Angus Hamilton était un journaliste britannique qui collabora avec un certain nombre de quotidiens et de revues entre 1894 et 1912. Parmi les événements qu'il couvrit figure la guerre des Boers en Afrique du Sud, le soulèvement Boxer en Chine et la guerre russo-japonaise de 1904–1905. Il passa plusieurs mois en Corée comme correspondant pour l'Extrême-Orient de la Pall Mall Gazette et rédigea cet ouvrage sur la base de ses observations. La Corée était à l'époque peu connue en Occident, et le livre de Hamilton contenait beaucoup d'informations sur l'économie du pays, le commerce international et les activités des grandes puissances étrangères rivalisant alors pour exercer une influence politique et économique en Corée. Parmi les informations fournies figuraient, dans l'annexe I, les horaires pour voyager par chemin de fer de Port Arthur (actuellement Dalian, en Chine) à Moscou. Le temps de voyage total était indiqué comme étant de 13 jours, 2 heures, et 42 minutes. Les autres annexes traitaient des expéditions, exportations et importations, du commerce côtier, des recettes douanières et de l'exportation de l'or de la Corée. Hamilton écrivait à la veille de la guerre russo-japonaise, et il consacra son chapitre introductif à la crise politique se déroulant entre la Russie et le Japon, à la question de savoir si cela conduirait à la guerre, et à l'effet qu'un conflit éventuel aurait sur la Corée.
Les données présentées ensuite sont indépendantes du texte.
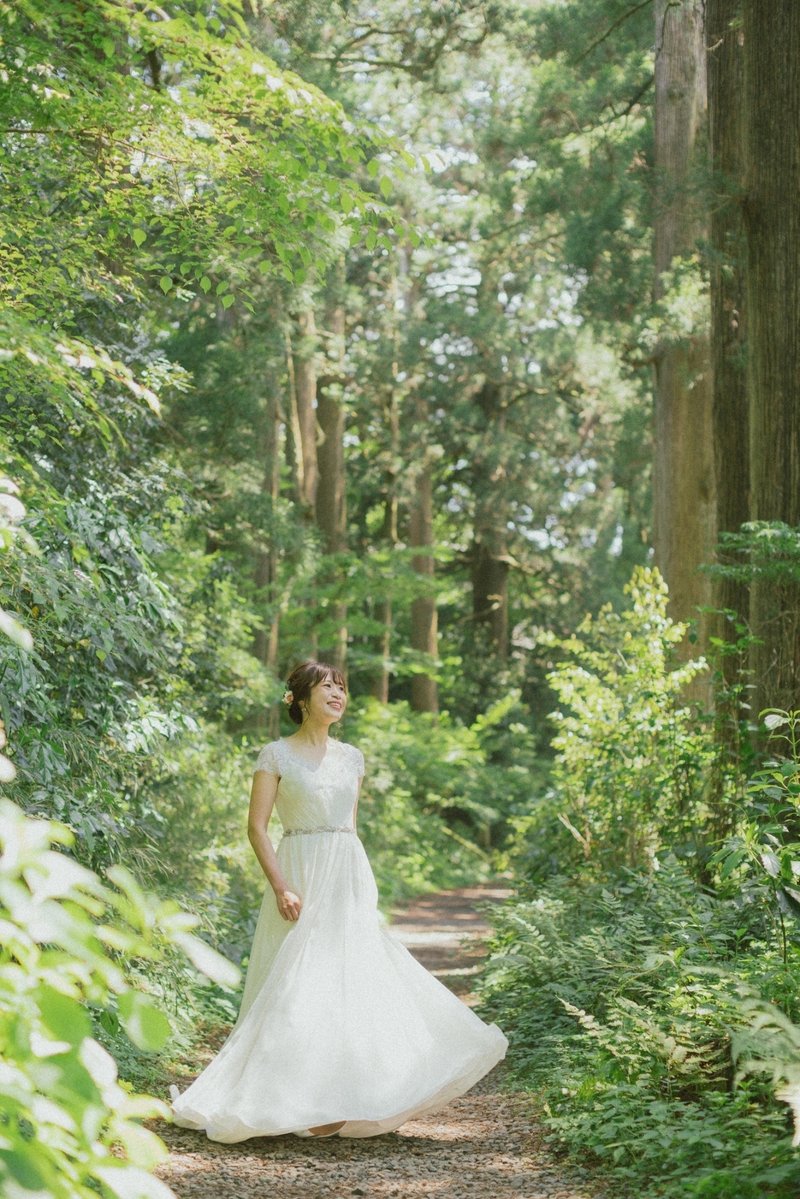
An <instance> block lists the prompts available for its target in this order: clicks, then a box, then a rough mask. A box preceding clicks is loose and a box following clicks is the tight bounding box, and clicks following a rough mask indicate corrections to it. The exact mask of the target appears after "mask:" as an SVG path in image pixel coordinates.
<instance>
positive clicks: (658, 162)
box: [654, 0, 716, 651]
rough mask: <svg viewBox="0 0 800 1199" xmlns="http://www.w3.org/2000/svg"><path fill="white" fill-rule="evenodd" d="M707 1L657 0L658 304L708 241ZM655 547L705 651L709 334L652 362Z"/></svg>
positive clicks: (657, 164)
mask: <svg viewBox="0 0 800 1199" xmlns="http://www.w3.org/2000/svg"><path fill="white" fill-rule="evenodd" d="M703 7H704V6H703V0H680V2H675V0H656V6H655V10H656V68H655V82H656V112H655V163H656V176H657V194H656V215H655V247H654V248H655V276H656V278H655V299H656V300H660V299H662V297H663V295H664V291H666V284H667V281H666V279H664V272H667V271H670V270H673V269H674V266H675V264H676V260H678V261H680V260H681V259H686V258H691V257H692V255H693V254H694V253H696V252H697V248H698V241H699V240H700V237H702V236H703V235H704V233H705V229H704V223H705V217H704V213H703V216H700V206H699V203H698V200H697V198H696V197H694V194H693V192H694V188H693V187H692V183H693V179H692V175H693V170H694V167H696V163H697V162H698V161H699V157H700V152H702V150H703V149H704V146H703V141H704V134H705V107H706V102H705V89H706V80H705V44H704V36H703V35H704V29H703ZM654 415H655V462H654V541H655V552H656V562H657V565H658V567H660V570H661V572H662V574H663V576H664V578H666V580H667V583H668V585H669V594H670V611H672V615H673V616H674V617H676V619H679V620H692V619H697V620H698V633H699V643H700V644H699V645H698V646H697V647H696V649H698V650H700V651H702V650H703V649H704V647H705V644H706V639H708V628H706V621H705V620H704V619H703V617H702V616H698V611H697V608H698V605H700V604H709V603H710V601H711V588H710V582H709V579H708V577H706V576H703V574H700V573H698V567H699V566H700V565H702V564H704V562H709V561H711V556H712V549H714V544H715V541H716V529H715V511H714V452H712V441H711V432H712V426H711V378H710V355H709V343H708V335H706V331H705V330H703V331H698V332H697V333H694V335H693V336H692V337H691V338H690V339H688V341H686V342H681V343H672V344H666V345H663V347H662V348H661V350H660V353H658V357H657V361H656V390H655V414H654Z"/></svg>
Chosön, le pays du Matin calme ; esquisse de la Corée

Percival Lowell est né en 1855 à Cambridge, Massachusetts, dans une famille distinguée de la Nouvelle-Angleterre. Son frère, Abbott Lawrence Lowell (1856-1943), était président de l'université de Harvard ; sa sœur, Amy Lowell (1874-1925), un grand poète et critique. Lowell a étudié les mathématiques à Harvard et, après l'obtention du diplôme, a passé six ans dans les affaires, à gérer une filature de coton familiale. Au printemps 1883, il effectua son premier voyage au Japon. En août de cette année, la légation des États-Unis à Tokyo l'a sollicité pour occuper les fonctions de secrétaire et conseiller de la Mission spéciale coréenne aux États-Unis, la première mission de la Corée vers un pays occidental. Lowell accepta l'offre et rapidement, comme il l'écrivit plus tard, « je suis entré sur ma terre natale comme un étranger. » Les Coréens ont été satisfaits de ses services et, à l'issue de leur mission, ont invité Lowell à les raccompagner en Corée. Il ne resta en Corée qu'environ deux mois, mais son séjour servit de base pour Choson, le pays du Matin calme, dans lequel il décrivit la géographie, les gens et la culture d'un pays encore peu connu en Occident. Lowell passa l'essentiel de la décennie suivante en Extrême-Orient, où il écrivit plusieurs livres et acquit la maîtrise tant du japonais que du coréen. Au cours de l'automne 1893, il retourna aux États-Unis, où il étudia l'astronomie et fonda, en 1894, l'observatoire Lowell de Flagstaff, en Arizona. Sa contribution scientifique la plus importante a été de poser, en 1914, l'existence d'une planète transneptunienne, seize ans avant qu'un astronome de l'observatoire Lowell découvre la planète qui fut appelée Pluton.